GPU Gems 2

GPU Gems 2

GPU Gems 2 is now available, right here, online. You can purchase a beautifully printed version of this book, and others in the series, at a 30% discount courtesy of InformIT and Addison-Wesley.

The CD content, including demos and content, is available on the web and for download.

Chapter 41. Deferred Filtering: Rendering from Difficult Data Formats

Joe Kniss
University of Utah

Aaron Lefohn
University of California, Davis

Nathaniel Fout
University of California, Davis

In this chapter, we describe a toolkit of tricks for interactively rendering 2D and 3D data sets that are stored in difficult formats. These data formats are common in GPGPU computations and when volume rendering from compressed data. GPGPU examples include the "flat 3D textures" used for cloud and fire simulations and the sparse formats used for implicit surface deformations. These applications use complex data formats to optimize for efficient GPU computation rather than for efficient rendering. However, such nonstandard and difficult data formats do not easily fit into standard rendering pipelines, especially those that require texture filtering. This chapter introduces deferred filtering and other tips and tricks required to efficiently render high-quality images from these complex custom data formats.

41.1 Introduction

The key concept for achieving filtered, interactive rendering from difficult data formats is deferred filtering. Deferred filtering is a two-pass rendering approach that first reconstructs a subset of the data into conventional 2D textures. A second pass uses the hardware's native interpolation to create high-quality, filtered renderings of 2D or 3D data.
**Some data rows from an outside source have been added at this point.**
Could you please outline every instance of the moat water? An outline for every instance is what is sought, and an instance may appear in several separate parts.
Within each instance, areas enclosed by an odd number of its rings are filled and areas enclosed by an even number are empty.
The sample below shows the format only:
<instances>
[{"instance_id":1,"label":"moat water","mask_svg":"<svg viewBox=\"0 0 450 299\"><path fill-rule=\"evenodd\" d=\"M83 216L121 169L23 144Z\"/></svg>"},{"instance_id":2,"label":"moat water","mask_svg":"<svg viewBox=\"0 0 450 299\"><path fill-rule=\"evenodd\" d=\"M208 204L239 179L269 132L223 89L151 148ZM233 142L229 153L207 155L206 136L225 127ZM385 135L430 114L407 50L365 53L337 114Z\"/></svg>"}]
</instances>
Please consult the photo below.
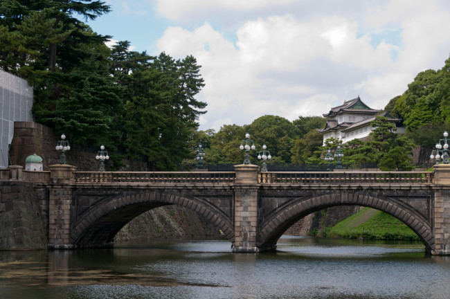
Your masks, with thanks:
<instances>
[{"instance_id":1,"label":"moat water","mask_svg":"<svg viewBox=\"0 0 450 299\"><path fill-rule=\"evenodd\" d=\"M450 298L450 256L421 243L285 236L259 254L230 245L0 252L0 298Z\"/></svg>"}]
</instances>

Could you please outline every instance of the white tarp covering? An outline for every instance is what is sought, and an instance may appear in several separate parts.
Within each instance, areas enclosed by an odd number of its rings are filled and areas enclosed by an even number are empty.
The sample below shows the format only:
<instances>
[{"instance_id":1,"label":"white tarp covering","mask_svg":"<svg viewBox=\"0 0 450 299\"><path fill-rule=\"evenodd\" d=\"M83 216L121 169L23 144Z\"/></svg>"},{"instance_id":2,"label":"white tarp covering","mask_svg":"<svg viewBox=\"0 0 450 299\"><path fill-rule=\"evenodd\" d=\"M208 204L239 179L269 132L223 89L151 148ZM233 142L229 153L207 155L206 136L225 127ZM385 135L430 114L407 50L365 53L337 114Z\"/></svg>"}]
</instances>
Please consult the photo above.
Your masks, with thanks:
<instances>
[{"instance_id":1,"label":"white tarp covering","mask_svg":"<svg viewBox=\"0 0 450 299\"><path fill-rule=\"evenodd\" d=\"M15 121L33 121L33 87L26 80L0 70L0 168L8 166Z\"/></svg>"}]
</instances>

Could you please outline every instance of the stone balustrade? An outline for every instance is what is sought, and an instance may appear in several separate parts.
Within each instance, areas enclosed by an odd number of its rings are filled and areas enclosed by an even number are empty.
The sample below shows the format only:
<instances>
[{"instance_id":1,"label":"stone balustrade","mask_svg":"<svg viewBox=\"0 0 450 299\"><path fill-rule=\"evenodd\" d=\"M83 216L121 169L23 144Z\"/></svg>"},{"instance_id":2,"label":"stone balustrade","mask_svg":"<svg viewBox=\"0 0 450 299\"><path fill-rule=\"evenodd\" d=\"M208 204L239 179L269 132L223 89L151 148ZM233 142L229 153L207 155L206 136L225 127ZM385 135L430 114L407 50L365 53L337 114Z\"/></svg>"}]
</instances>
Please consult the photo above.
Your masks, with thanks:
<instances>
[{"instance_id":1,"label":"stone balustrade","mask_svg":"<svg viewBox=\"0 0 450 299\"><path fill-rule=\"evenodd\" d=\"M354 184L354 183L432 183L434 172L287 172L259 173L262 184Z\"/></svg>"},{"instance_id":2,"label":"stone balustrade","mask_svg":"<svg viewBox=\"0 0 450 299\"><path fill-rule=\"evenodd\" d=\"M76 183L232 183L235 172L75 172Z\"/></svg>"}]
</instances>

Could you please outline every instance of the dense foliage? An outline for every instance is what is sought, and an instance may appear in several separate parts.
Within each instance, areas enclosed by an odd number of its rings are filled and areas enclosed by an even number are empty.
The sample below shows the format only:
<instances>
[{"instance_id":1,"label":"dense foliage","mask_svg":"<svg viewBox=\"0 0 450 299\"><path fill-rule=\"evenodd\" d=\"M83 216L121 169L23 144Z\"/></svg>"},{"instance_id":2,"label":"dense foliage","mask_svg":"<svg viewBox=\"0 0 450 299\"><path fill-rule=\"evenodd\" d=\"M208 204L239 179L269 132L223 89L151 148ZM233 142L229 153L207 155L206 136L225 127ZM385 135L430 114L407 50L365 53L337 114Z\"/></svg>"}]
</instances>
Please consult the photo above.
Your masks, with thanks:
<instances>
[{"instance_id":1,"label":"dense foliage","mask_svg":"<svg viewBox=\"0 0 450 299\"><path fill-rule=\"evenodd\" d=\"M440 70L419 73L396 98L394 111L404 120L407 134L416 144L435 144L450 127L450 57Z\"/></svg>"},{"instance_id":2,"label":"dense foliage","mask_svg":"<svg viewBox=\"0 0 450 299\"><path fill-rule=\"evenodd\" d=\"M188 144L206 105L192 56L111 49L110 37L77 19L107 13L100 1L0 2L0 68L34 87L38 123L81 145L105 144L153 170L174 170L190 154ZM114 156L114 155L113 155Z\"/></svg>"},{"instance_id":3,"label":"dense foliage","mask_svg":"<svg viewBox=\"0 0 450 299\"><path fill-rule=\"evenodd\" d=\"M200 143L206 163L241 163L239 145L246 132L256 146L251 153L254 163L264 144L271 163L326 163L323 154L338 141L323 146L316 130L325 125L320 116L291 122L266 115L243 126L224 125L217 132L198 131L206 104L196 99L204 82L195 58L150 56L129 51L127 41L108 48L105 42L111 37L93 32L82 21L109 11L101 1L0 1L0 68L34 87L38 123L64 132L72 142L105 144L111 152L143 158L155 170L176 170L181 161L195 167ZM419 73L385 110L404 120L409 138L394 134L392 125L378 118L370 141L343 145L343 163L411 169L410 141L431 147L448 129L450 58L440 70Z\"/></svg>"}]
</instances>

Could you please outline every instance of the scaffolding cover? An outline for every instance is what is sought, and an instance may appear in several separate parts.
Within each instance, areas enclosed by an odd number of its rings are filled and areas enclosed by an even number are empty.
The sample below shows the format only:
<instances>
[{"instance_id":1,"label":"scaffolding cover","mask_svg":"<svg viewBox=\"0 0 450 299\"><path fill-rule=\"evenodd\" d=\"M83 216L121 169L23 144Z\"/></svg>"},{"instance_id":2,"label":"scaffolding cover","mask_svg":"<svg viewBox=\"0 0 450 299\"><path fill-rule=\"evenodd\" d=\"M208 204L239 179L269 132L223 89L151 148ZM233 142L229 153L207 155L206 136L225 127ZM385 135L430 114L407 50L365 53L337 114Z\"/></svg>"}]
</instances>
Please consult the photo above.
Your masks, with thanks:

The algorithm is incremental, such that rendering 3D data sets requires approximately the same amount of memory as rendering 2D data.

The deferred filtering approach is relevant to GPGPU computations that simulate or compress 2D and 3D effects using a difficult or nonstandard memory layout, as well as volume renderers that use compressed data formats. Relevant GPGPU applications include sparse computations and flat 3D textures (see Chapter 33, "Implementing Efficient Parallel Data Structures on GPUs"). Traditionally, high-quality rendering of these data sets requires that interpolation be done "by hand" in a fragment program, which in turn requires the reconstruction of multiple neighboring data samples. This approach leads to an enormous amount of redundant work.

Deferred filtering was first described in Lefohn et al. 2004. The paper presents algorithms for interactively computing and rendering deformable implicit surfaces. The data are represented in a sparse tiled format, and deferred filtering is a key component of the interactive volume rendering pipeline described in the paper. In this chapter we expand and generalize their description of the technique.

41.2 Why Defer?

Let's examine a simple scenario: imagine that you are rendering a volumetric effect such as a cloud or an explosion, and the 3D data have been compressed using vector quantization (see Schneider and Westermann 2003). This scheme compresses blocks of data by using a single value, called the key. The key value is used as an index into a code book, which allows blocks of data with similar characteristics to share the same memory. Reconstructing these data requires you first to read from the key texture, and then to read from the corresponding texel in the code book texture. Let's imagine that it takes four fragment program instructions to reconstruct a single texel.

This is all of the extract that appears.